The Philippines has already proved the scale of demand for digital gaming. PAGCOR reported PHP396.14 billion in gross gaming revenue for 2025, up 6.39% from the previous year. Online and electronic gaming generated PHP201.12 billion and became the largest part of the market.
Online Growth Is No Longer Enough
In the expanding iGaming industry, customer acquisition is no longer the only parameter that operators need to watch. Players need to be verified, funded, monitored, and retained inside systems that regulators can trust.
Industry GGR fell in the first quarter of 2026 to PHP87.60 billion, down 15.87% year-on-year. Electronic gaming revenue dropped by 22.43%, while licensed casinos contributed the largest share of quarterly GGR.
This does not mean the online shift has reversed. It means that digital gaming is now facing the same pressures as a maturing market: softer spending, tighter rules, and operational gaps.
Verification Moves Into the Spotlight
At SiGMA Asia 2026, Laaffic Country Head John Paul Joya focused on telecom infrastructure as an issue that sometimes does not receive sufficient attention. His point was that iGaming and telecoms are developing together in the Philippines.
This relationship has practical implications. Gambling websites begin with registration processes. Registration usually requires OTP validation. When an OTP is delivered late, the gambler will leave without making a payment. This could complicate anti-fraud procedures if the system is weak.
For operators, this means that telecom performance becomes a business risk. It may impact conversion, retention, and trust. It may also influence the operator’s ability to maintain good records for KYC and anti-money laundering checks.
Compliance Pressure Reaches the Customer Journey
The regulatory environment is becoming increasingly tough, too. Licensed operators are supposed to upgrade their AML procedures, consumer protection, and responsible gambling measures. This does not only concern the compliance department.
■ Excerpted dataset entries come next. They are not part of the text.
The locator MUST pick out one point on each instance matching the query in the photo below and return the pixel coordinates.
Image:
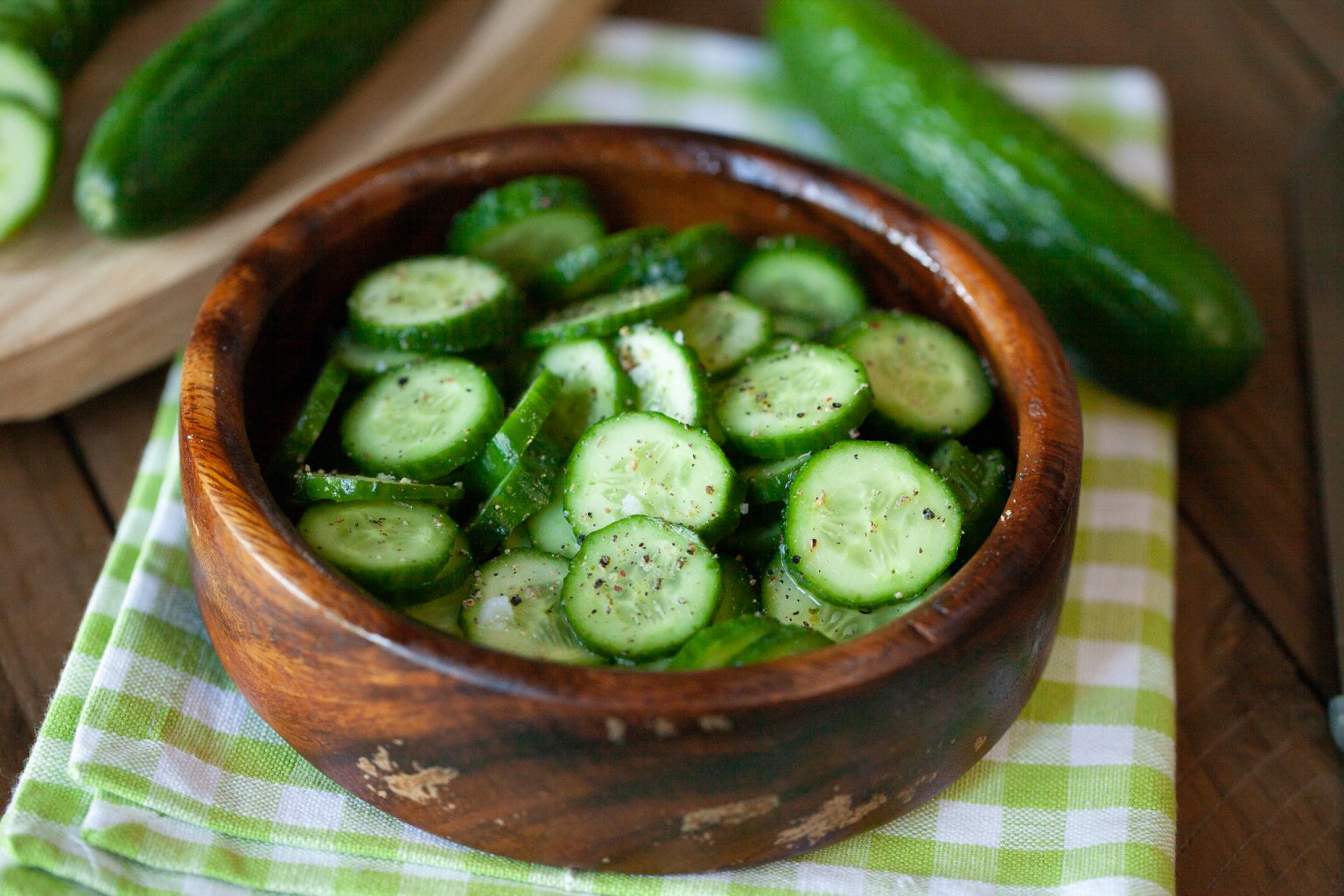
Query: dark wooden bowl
(611, 768)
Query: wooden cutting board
(80, 312)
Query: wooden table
(1258, 780)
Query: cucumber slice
(549, 528)
(702, 256)
(441, 612)
(927, 381)
(516, 539)
(648, 464)
(27, 158)
(606, 315)
(365, 363)
(423, 422)
(507, 446)
(402, 551)
(787, 641)
(767, 481)
(433, 304)
(640, 587)
(714, 648)
(802, 277)
(759, 537)
(724, 331)
(739, 592)
(794, 328)
(596, 268)
(523, 491)
(869, 524)
(24, 78)
(515, 606)
(789, 402)
(666, 375)
(526, 225)
(593, 387)
(982, 484)
(351, 486)
(312, 419)
(789, 602)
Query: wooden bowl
(611, 768)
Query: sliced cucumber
(802, 277)
(714, 648)
(767, 481)
(27, 158)
(596, 268)
(402, 551)
(869, 524)
(365, 361)
(523, 424)
(789, 602)
(523, 491)
(606, 315)
(441, 612)
(702, 256)
(312, 419)
(724, 331)
(593, 387)
(526, 225)
(982, 484)
(433, 304)
(24, 78)
(648, 464)
(424, 421)
(666, 375)
(515, 606)
(927, 381)
(759, 536)
(318, 485)
(640, 587)
(789, 402)
(549, 528)
(739, 592)
(787, 641)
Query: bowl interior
(308, 263)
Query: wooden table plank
(110, 431)
(1258, 780)
(52, 539)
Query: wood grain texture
(85, 312)
(608, 768)
(52, 539)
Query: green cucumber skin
(210, 109)
(1145, 306)
(60, 32)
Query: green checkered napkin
(150, 774)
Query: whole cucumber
(203, 115)
(1138, 300)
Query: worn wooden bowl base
(609, 768)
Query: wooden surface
(82, 312)
(1258, 780)
(536, 774)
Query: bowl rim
(1043, 404)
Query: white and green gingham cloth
(152, 775)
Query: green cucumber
(402, 551)
(211, 108)
(526, 225)
(640, 587)
(27, 160)
(515, 606)
(1141, 303)
(433, 304)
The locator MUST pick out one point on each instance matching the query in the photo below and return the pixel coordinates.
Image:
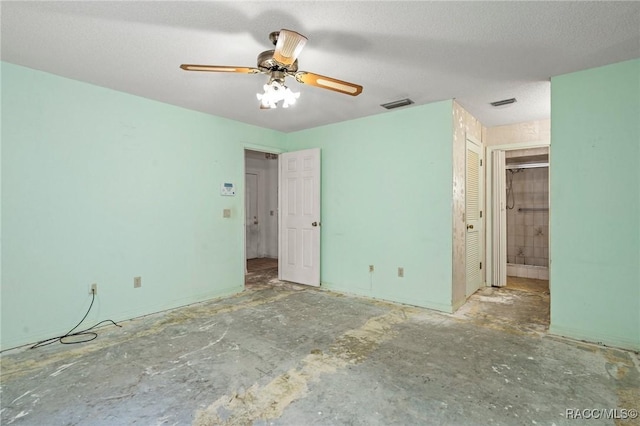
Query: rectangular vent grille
(397, 104)
(504, 102)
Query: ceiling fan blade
(288, 47)
(219, 68)
(328, 83)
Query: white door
(299, 246)
(499, 223)
(251, 220)
(473, 216)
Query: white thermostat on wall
(227, 189)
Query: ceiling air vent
(504, 102)
(397, 104)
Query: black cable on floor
(90, 335)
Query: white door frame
(243, 208)
(489, 231)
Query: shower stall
(527, 204)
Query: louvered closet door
(473, 216)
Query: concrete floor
(285, 354)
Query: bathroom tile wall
(528, 231)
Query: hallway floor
(284, 354)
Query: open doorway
(261, 217)
(517, 238)
(527, 218)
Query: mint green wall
(387, 202)
(101, 186)
(595, 205)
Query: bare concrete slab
(285, 354)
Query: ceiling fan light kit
(279, 63)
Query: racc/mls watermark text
(600, 414)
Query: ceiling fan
(279, 63)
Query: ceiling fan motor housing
(266, 62)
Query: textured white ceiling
(475, 52)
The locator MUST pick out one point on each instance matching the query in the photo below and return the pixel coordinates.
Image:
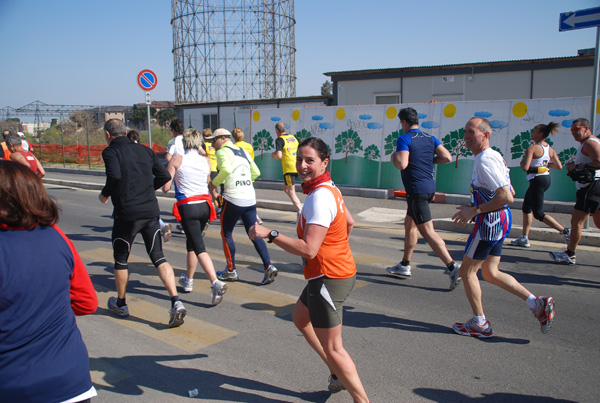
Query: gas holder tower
(227, 50)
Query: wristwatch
(272, 235)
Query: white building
(516, 79)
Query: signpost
(147, 81)
(590, 17)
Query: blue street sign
(147, 80)
(587, 18)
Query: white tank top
(191, 178)
(540, 162)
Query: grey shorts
(324, 298)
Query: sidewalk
(372, 206)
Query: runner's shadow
(441, 395)
(96, 228)
(390, 279)
(87, 238)
(132, 375)
(281, 312)
(369, 319)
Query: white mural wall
(362, 138)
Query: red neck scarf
(308, 187)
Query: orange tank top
(334, 259)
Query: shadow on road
(446, 396)
(130, 375)
(368, 319)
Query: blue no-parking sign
(147, 80)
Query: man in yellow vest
(285, 150)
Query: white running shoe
(567, 234)
(454, 276)
(176, 314)
(217, 291)
(186, 283)
(399, 270)
(522, 241)
(563, 257)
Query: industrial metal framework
(229, 50)
(42, 110)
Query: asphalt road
(399, 332)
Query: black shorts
(418, 207)
(124, 233)
(290, 179)
(324, 298)
(194, 217)
(588, 198)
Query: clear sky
(86, 52)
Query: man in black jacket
(133, 173)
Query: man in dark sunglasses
(588, 190)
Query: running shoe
(270, 274)
(176, 314)
(186, 283)
(217, 291)
(227, 275)
(166, 232)
(563, 257)
(474, 329)
(399, 270)
(122, 311)
(522, 241)
(544, 312)
(454, 276)
(567, 234)
(335, 385)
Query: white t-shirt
(191, 178)
(176, 146)
(489, 174)
(320, 207)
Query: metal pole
(149, 125)
(595, 91)
(62, 141)
(87, 135)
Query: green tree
(372, 153)
(262, 141)
(348, 142)
(165, 116)
(391, 141)
(567, 155)
(326, 88)
(455, 143)
(302, 135)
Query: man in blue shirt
(416, 152)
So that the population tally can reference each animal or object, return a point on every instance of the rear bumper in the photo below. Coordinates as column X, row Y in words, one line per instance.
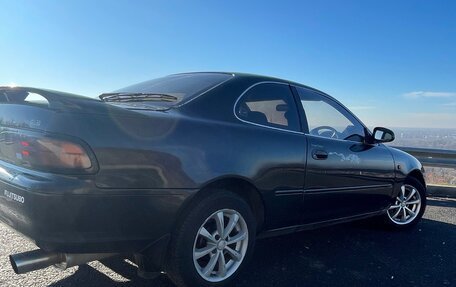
column 70, row 214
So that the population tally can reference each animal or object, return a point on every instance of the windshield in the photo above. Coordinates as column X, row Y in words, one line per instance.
column 170, row 90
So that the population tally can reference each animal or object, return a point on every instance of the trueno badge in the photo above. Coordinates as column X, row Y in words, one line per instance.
column 13, row 196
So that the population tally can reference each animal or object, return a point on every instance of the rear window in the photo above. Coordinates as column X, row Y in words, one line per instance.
column 182, row 86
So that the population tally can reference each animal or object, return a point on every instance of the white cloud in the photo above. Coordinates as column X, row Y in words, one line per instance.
column 423, row 94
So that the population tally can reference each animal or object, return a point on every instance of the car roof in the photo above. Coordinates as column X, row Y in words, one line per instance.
column 259, row 78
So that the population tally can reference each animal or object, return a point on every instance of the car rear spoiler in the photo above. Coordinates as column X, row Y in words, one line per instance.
column 49, row 98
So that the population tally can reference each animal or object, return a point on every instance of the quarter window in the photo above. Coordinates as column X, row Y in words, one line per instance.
column 270, row 105
column 326, row 118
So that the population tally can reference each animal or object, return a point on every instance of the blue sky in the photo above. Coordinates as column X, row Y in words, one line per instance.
column 392, row 62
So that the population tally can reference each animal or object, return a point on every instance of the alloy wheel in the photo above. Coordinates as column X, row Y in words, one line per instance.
column 406, row 206
column 220, row 245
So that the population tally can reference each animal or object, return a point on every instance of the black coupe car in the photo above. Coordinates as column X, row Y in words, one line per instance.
column 184, row 172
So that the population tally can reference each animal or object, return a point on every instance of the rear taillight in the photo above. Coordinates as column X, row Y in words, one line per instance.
column 47, row 153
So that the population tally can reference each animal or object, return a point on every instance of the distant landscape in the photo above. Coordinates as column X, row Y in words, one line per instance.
column 430, row 138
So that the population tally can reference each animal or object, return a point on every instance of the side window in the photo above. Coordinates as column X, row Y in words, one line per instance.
column 270, row 105
column 327, row 118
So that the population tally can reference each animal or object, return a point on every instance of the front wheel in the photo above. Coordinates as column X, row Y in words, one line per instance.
column 213, row 242
column 409, row 205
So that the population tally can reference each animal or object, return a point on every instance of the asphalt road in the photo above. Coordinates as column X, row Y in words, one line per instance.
column 355, row 254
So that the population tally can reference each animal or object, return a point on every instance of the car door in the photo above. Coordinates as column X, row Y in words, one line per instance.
column 344, row 176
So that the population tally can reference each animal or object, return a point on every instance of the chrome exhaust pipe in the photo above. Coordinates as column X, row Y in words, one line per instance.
column 40, row 259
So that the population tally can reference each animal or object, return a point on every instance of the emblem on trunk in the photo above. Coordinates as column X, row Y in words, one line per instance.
column 12, row 196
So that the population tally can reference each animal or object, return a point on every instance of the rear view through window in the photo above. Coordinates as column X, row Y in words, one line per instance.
column 174, row 89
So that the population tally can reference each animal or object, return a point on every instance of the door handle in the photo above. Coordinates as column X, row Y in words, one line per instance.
column 319, row 154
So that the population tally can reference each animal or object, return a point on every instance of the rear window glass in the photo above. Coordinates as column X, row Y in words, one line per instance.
column 181, row 86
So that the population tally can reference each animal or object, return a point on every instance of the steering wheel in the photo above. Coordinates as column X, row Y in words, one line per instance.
column 325, row 131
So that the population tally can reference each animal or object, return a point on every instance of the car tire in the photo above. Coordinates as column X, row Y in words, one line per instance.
column 197, row 251
column 408, row 207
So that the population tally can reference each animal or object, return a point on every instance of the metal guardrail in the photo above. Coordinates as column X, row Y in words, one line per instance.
column 435, row 158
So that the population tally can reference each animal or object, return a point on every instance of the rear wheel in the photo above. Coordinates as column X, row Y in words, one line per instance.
column 213, row 242
column 409, row 205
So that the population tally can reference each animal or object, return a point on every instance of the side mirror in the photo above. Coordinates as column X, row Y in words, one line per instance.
column 382, row 135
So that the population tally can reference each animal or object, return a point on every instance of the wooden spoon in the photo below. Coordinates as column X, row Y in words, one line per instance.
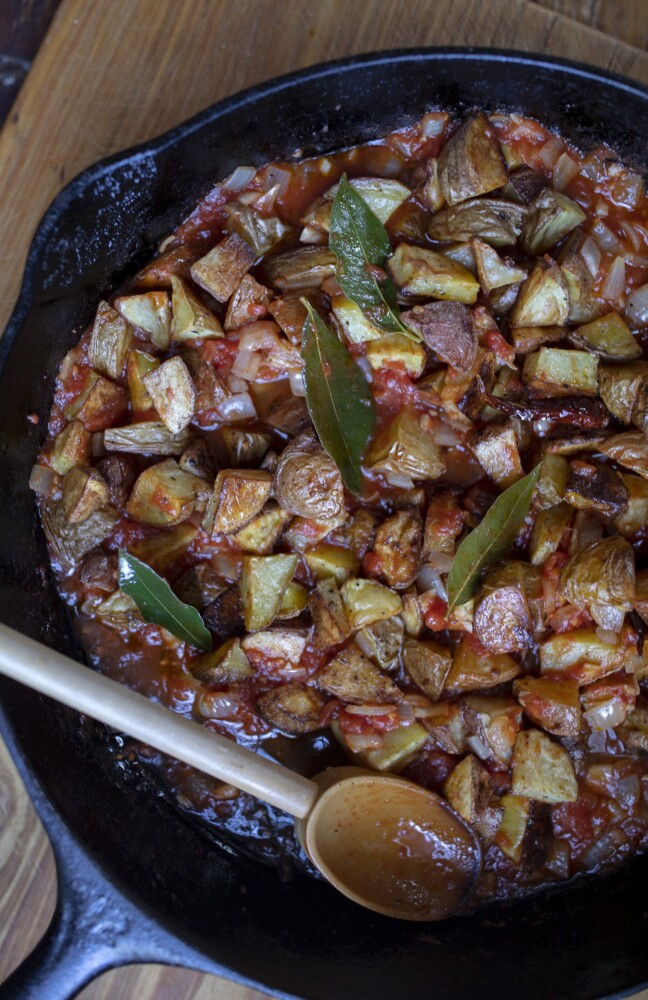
column 384, row 842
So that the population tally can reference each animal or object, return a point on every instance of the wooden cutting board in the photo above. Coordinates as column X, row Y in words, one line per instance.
column 116, row 72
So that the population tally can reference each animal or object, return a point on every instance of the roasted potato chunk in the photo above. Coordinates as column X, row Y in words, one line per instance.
column 398, row 547
column 543, row 299
column 353, row 678
column 292, row 708
column 238, row 496
column 262, row 586
column 220, row 271
column 226, row 665
column 307, row 481
column 164, row 494
column 471, row 162
column 173, row 393
column 542, row 770
column 366, row 602
column 110, row 342
column 551, row 702
column 428, row 664
column 421, row 272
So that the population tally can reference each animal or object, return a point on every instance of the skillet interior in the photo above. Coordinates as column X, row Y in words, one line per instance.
column 301, row 938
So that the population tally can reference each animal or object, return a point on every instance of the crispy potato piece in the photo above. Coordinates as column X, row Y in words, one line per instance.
column 492, row 270
column 262, row 586
column 292, row 708
column 398, row 547
column 619, row 387
column 581, row 654
column 382, row 642
column 428, row 664
column 551, row 702
column 275, row 649
column 238, row 496
column 164, row 494
column 551, row 217
column 495, row 220
column 220, row 271
column 84, row 492
column 331, row 625
column 405, row 449
column 596, row 487
column 542, row 770
column 448, row 329
column 173, row 393
column 418, row 271
column 556, row 372
column 353, row 678
column 151, row 313
column 70, row 448
column 226, row 665
column 548, row 530
column 609, row 337
column 110, row 342
column 543, row 299
column 262, row 533
column 392, row 349
column 366, row 602
column 307, row 482
column 149, row 437
column 191, row 319
column 474, row 667
column 471, row 162
column 496, row 450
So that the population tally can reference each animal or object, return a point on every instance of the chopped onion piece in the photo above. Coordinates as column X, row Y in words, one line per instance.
column 614, row 285
column 239, row 179
column 238, row 407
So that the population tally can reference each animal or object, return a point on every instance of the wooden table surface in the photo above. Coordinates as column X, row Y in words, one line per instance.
column 114, row 72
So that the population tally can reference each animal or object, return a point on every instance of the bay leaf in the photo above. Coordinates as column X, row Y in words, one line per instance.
column 338, row 398
column 361, row 246
column 491, row 540
column 158, row 604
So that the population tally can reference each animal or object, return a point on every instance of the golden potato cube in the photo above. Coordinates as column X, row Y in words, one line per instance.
column 173, row 393
column 71, row 448
column 366, row 602
column 164, row 494
column 560, row 372
column 110, row 342
column 423, row 272
column 262, row 586
column 151, row 313
column 238, row 496
column 542, row 770
column 84, row 492
column 220, row 271
column 191, row 319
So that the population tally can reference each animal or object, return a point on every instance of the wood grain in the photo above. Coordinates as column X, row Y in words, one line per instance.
column 114, row 73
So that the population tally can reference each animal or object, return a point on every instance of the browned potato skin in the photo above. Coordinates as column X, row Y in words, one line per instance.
column 292, row 708
column 353, row 678
column 471, row 163
column 551, row 702
column 307, row 482
column 398, row 546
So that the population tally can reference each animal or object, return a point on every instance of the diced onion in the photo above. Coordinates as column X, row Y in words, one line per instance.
column 43, row 481
column 239, row 179
column 591, row 255
column 564, row 171
column 237, row 407
column 637, row 308
column 614, row 285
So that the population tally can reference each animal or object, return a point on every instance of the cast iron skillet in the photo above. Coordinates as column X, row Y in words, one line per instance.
column 138, row 881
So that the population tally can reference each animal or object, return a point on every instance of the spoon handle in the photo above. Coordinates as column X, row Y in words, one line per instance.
column 93, row 694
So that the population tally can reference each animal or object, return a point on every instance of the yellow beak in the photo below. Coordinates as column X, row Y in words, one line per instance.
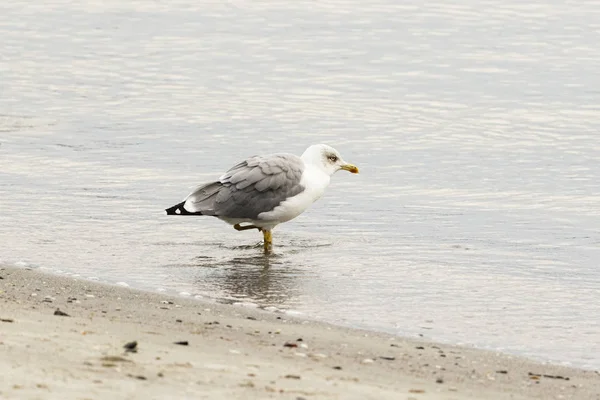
column 350, row 167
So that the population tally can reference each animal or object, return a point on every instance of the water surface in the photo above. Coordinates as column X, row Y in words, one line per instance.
column 475, row 218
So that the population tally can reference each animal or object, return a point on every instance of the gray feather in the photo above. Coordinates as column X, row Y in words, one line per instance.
column 256, row 185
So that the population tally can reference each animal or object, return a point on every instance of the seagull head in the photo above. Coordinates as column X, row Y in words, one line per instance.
column 327, row 159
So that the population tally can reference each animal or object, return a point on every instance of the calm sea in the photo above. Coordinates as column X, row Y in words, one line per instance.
column 476, row 126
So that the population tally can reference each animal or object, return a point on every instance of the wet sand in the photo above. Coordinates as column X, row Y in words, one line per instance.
column 230, row 352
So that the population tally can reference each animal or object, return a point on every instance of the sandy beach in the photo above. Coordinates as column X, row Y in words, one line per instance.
column 186, row 348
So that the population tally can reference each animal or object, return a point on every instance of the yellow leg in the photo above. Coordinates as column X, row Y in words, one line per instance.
column 268, row 241
column 239, row 227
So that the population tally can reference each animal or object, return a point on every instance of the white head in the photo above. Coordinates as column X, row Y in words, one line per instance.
column 327, row 159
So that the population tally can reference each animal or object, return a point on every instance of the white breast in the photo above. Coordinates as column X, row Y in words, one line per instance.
column 315, row 181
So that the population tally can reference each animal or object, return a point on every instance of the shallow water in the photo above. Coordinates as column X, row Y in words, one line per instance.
column 476, row 215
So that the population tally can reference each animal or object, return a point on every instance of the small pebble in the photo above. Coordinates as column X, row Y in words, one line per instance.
column 61, row 313
column 131, row 347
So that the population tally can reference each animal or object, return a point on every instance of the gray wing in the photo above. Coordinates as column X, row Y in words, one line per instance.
column 255, row 185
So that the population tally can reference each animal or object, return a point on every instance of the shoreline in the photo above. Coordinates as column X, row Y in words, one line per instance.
column 234, row 352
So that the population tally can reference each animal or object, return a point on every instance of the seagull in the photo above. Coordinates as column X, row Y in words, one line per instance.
column 262, row 192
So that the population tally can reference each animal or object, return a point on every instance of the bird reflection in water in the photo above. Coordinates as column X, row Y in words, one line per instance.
column 263, row 280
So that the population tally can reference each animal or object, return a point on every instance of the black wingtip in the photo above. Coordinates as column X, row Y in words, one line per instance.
column 178, row 209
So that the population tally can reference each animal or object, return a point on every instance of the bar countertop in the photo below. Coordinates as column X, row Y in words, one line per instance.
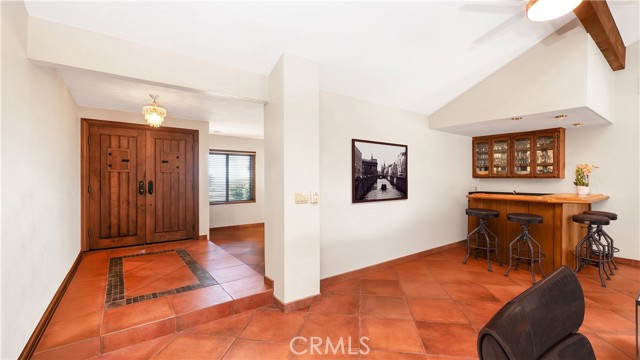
column 566, row 198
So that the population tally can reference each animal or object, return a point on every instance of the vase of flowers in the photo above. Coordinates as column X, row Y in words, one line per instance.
column 582, row 178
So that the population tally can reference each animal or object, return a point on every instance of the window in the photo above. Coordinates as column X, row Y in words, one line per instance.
column 232, row 176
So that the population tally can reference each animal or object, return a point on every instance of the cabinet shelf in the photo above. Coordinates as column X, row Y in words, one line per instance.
column 517, row 155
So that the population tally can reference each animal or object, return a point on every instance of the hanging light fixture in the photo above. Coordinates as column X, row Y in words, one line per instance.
column 543, row 10
column 154, row 114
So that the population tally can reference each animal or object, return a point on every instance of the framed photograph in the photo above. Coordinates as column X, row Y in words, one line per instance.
column 379, row 171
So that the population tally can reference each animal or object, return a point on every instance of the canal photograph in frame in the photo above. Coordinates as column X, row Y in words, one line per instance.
column 379, row 171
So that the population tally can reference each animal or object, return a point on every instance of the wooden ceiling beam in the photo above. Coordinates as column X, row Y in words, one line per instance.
column 596, row 18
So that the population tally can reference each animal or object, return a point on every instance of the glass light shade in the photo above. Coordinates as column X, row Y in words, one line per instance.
column 544, row 10
column 154, row 115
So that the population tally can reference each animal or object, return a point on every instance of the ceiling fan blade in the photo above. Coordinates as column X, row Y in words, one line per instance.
column 500, row 28
column 500, row 7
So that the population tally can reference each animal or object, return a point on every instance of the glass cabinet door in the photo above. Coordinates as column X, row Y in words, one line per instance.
column 522, row 156
column 481, row 158
column 545, row 155
column 500, row 157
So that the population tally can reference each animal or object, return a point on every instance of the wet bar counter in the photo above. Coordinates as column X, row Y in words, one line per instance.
column 557, row 235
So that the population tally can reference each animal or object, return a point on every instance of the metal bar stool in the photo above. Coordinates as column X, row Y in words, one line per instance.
column 601, row 234
column 490, row 245
column 534, row 253
column 589, row 250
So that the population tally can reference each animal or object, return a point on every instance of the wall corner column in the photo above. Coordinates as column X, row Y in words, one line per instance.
column 292, row 164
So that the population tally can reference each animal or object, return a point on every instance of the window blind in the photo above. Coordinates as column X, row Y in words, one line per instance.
column 231, row 176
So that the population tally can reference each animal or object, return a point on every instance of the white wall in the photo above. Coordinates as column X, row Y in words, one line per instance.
column 203, row 150
column 615, row 149
column 292, row 232
column 358, row 235
column 245, row 213
column 40, row 184
column 54, row 43
column 563, row 71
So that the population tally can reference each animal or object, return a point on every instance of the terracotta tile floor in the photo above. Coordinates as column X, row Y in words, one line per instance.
column 245, row 244
column 171, row 287
column 430, row 308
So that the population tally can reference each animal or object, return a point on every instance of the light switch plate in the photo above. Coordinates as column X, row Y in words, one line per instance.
column 301, row 198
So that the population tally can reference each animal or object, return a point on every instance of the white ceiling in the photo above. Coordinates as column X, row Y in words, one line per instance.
column 416, row 56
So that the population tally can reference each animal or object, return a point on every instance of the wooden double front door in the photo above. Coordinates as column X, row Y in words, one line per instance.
column 141, row 185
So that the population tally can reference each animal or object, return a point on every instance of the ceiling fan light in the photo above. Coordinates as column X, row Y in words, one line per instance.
column 544, row 10
column 154, row 114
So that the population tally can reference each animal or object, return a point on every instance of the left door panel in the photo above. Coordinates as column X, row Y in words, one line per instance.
column 116, row 215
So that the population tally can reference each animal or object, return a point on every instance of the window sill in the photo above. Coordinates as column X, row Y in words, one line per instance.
column 233, row 202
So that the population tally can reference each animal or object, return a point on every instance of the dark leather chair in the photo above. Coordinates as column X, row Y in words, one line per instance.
column 540, row 323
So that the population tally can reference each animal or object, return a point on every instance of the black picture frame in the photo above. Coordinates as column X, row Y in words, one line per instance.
column 379, row 171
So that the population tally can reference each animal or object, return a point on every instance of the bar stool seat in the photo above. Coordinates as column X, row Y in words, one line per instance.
column 590, row 250
column 485, row 239
column 523, row 218
column 590, row 219
column 608, row 215
column 534, row 254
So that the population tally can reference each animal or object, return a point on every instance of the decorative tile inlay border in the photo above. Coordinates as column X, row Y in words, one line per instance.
column 115, row 280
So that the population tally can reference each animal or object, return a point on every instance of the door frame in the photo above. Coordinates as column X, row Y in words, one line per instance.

It needs a new structure that should take into account registration, payment transactions, betting habits, and location data. The suspicious activity may occur at any stage of this process. This is why operators require solutions that integrate marketing, payments, risk management, and customer care.
This is when telecom companies and technology firms become more involved. Message delivery is now only part of the role. Tech partners and providers help build the first layer of trust between the player and the platform.
Market Impact
Competition in the Philippines is likely to remain intense. Operators will be competing for the traffic, yet traffic itself will not guarantee profit margins. An inefficient onboarding process can waste advertising money before the player even makes it to the cashier.
For suppliers, the opening is clear. There is a need for stable delivery of OTPs, user validation, more efficient fraud signals, and communication services.